There will be more on HARC in a future posting. The rest have already been well and truly blogged.
This posting is about the what we are going to do with all our newly available free time in the final 7 months of the third phase of the NGS.
We are here to do the dull-but-useful bits and the dull-but-useful things we are concentrating on are those needed as the NGS and GridPP join forces to form the UK National Grid Initiative (UK NGI) within the European Grid Initiative...
- Incorporating the important features of the NGS's current 'INCA' monitoring service into a NGI one based on WLCG Nagios.
- Allowing the data collected by the NGS accounting service to be interchanged with that collected by the APEL (Accounting Processor for Event Logs) accounting service.
Yes... you wait ages for a bus and then three turn up at once.
A message bus is simply a way getting a lump of data from A to B. The important bit is that your application does not need to know how to get from A to B - it just needs to hop on the bus at A and hop off again at B.
Finding a reliable route from A to B becomes somebody else's problem.
WLCG Nagios uses its message bus to pass the results of tests to a central monitoring service. Technical details can be found on https://twiki.cern.ch/twiki/bin/view/EGEE/UseLocalActiveMQForMessaging.
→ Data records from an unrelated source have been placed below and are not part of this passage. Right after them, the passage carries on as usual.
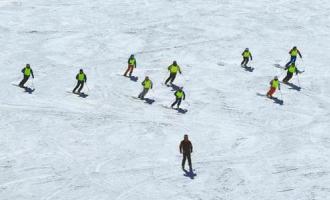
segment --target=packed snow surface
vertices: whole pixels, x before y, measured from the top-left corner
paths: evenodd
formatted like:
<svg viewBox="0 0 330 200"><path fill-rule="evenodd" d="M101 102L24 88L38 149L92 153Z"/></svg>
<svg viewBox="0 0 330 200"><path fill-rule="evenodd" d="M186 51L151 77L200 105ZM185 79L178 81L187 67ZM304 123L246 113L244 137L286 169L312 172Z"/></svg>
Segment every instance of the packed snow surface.
<svg viewBox="0 0 330 200"><path fill-rule="evenodd" d="M326 0L0 0L0 200L330 199ZM297 46L305 72L266 93ZM241 53L253 54L251 73ZM135 54L137 82L121 76ZM185 114L163 83L177 60ZM35 79L17 84L30 63ZM83 68L87 98L68 93ZM148 75L152 105L136 100ZM298 82L299 81L299 82ZM33 85L32 85L33 84ZM179 142L194 145L194 179Z"/></svg>

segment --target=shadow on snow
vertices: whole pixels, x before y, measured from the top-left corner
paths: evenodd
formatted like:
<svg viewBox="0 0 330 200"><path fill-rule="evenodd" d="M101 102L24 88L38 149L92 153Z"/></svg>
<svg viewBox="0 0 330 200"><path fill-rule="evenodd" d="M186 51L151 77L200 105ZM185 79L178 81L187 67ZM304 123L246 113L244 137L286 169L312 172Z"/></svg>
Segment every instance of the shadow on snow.
<svg viewBox="0 0 330 200"><path fill-rule="evenodd" d="M257 96L259 96L259 97L266 97L266 98L268 98L268 99L271 99L271 100L273 100L274 101L274 103L275 104L279 104L279 105L283 105L284 104L284 101L283 100L281 100L281 99L279 99L279 98L277 98L277 97L267 97L267 95L265 95L265 94L261 94L261 93L257 93Z"/></svg>

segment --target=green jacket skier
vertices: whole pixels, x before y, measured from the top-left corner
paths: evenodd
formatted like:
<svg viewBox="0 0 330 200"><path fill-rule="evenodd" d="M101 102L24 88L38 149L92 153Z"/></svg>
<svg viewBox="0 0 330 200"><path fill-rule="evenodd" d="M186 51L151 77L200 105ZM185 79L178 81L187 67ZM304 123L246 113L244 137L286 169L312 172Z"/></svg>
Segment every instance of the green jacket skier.
<svg viewBox="0 0 330 200"><path fill-rule="evenodd" d="M177 105L177 108L179 109L182 100L186 99L186 94L184 93L184 91L182 90L183 87L180 87L175 93L175 101L174 103L172 103L171 108L173 108L175 105Z"/></svg>
<svg viewBox="0 0 330 200"><path fill-rule="evenodd" d="M79 88L78 94L80 94L81 90L84 87L84 84L87 82L87 76L82 69L80 69L79 73L76 75L76 80L77 80L77 85L72 92L76 93L76 90Z"/></svg>
<svg viewBox="0 0 330 200"><path fill-rule="evenodd" d="M285 70L288 70L285 78L282 80L283 83L288 83L288 81L293 77L293 74L295 73L298 75L299 73L302 73L298 70L295 63L291 63L289 66L285 67Z"/></svg>
<svg viewBox="0 0 330 200"><path fill-rule="evenodd" d="M241 66L247 67L246 65L248 64L249 60L250 59L252 60L252 54L251 54L249 48L246 48L243 51L242 56L243 56L243 61L241 62Z"/></svg>
<svg viewBox="0 0 330 200"><path fill-rule="evenodd" d="M170 71L170 76L166 79L165 81L165 85L167 85L168 82L170 82L171 84L173 83L173 81L175 80L176 74L179 72L181 73L181 68L180 66L177 64L176 61L173 61L173 64L170 65L168 68L168 71Z"/></svg>
<svg viewBox="0 0 330 200"><path fill-rule="evenodd" d="M129 77L131 77L134 68L136 68L136 59L135 59L134 55L132 54L128 58L128 66L127 66L126 72L124 73L124 76L127 76L127 73L129 73Z"/></svg>
<svg viewBox="0 0 330 200"><path fill-rule="evenodd" d="M140 99L144 99L144 96L148 93L148 91L150 89L152 89L153 87L153 83L152 81L149 79L148 76L146 76L146 78L144 79L144 81L141 83L141 85L143 86L143 90L142 92L139 94L139 97Z"/></svg>
<svg viewBox="0 0 330 200"><path fill-rule="evenodd" d="M23 88L25 87L24 84L29 80L30 76L34 78L33 70L31 69L30 64L26 64L26 66L22 69L22 73L23 73L23 79L18 84L18 86Z"/></svg>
The latest APEL client sends records wrapped in messages rather than attempting immediate database updates. Again there are more technical details available from http://goc.grid.sinica.edu.tw/gocwiki/ApelHome.
In both cases, they are using the message bus to avoid information being lost when there is a backlog of data to be processed. As users of the UK public transport service are all too aware, buses are very good at waiting in traffic.
Thursday, 2 September 2010
NGS tool demos
1. Transcriptome Analysis using the NGS User Interface /Workload Management System (UI/WMS) – Jonathan Churchill, NGS, STFC RAL
The UI/WMS is a tool which allows users to easily submit jobs to the whole of the NGS relying on the WMS to chose which NGS resources to use for their jobs. Use of the UI/WMS will be demonstrated with a user case study in which analysis time of mRNA was decreased from a month to less than 12 hours.
2. Accessing the NGS using the Application Hosting Environment (AHE) – Stefan Zasada, UCL
An overview of how access to the NGS can be simplified using the Application Hosting Environment, a lightweight application portal system.
3. Using the HERMES data management tool – David Wallom, NGS, University of Oxford
Here we will show how easy it is to install and connect into various NGS resources to move data between them, your home institution and your desktop.
4. The NGS from the CCP4 desktop – Matteo Turilli, NGS, University of Oxford
The NGS R&D theme have been working to build access to the NGS into the desktop tools that researchers use on a day-to-day basis, in this presentation we look at the example of CCP4: Software for Macromolecular X-Ray Crystallography.
We also have a presentation from the Director of the NGS -
The future of the NGS – Neil Geddes, NGS Director, STFC RAL
This presentation will look at the focus of activities for the NGS for the coming 2-3 years and possible longer term opportunities.
Remember that registration for the event is now open and that the call for poster abstracts closes on the 10th of September!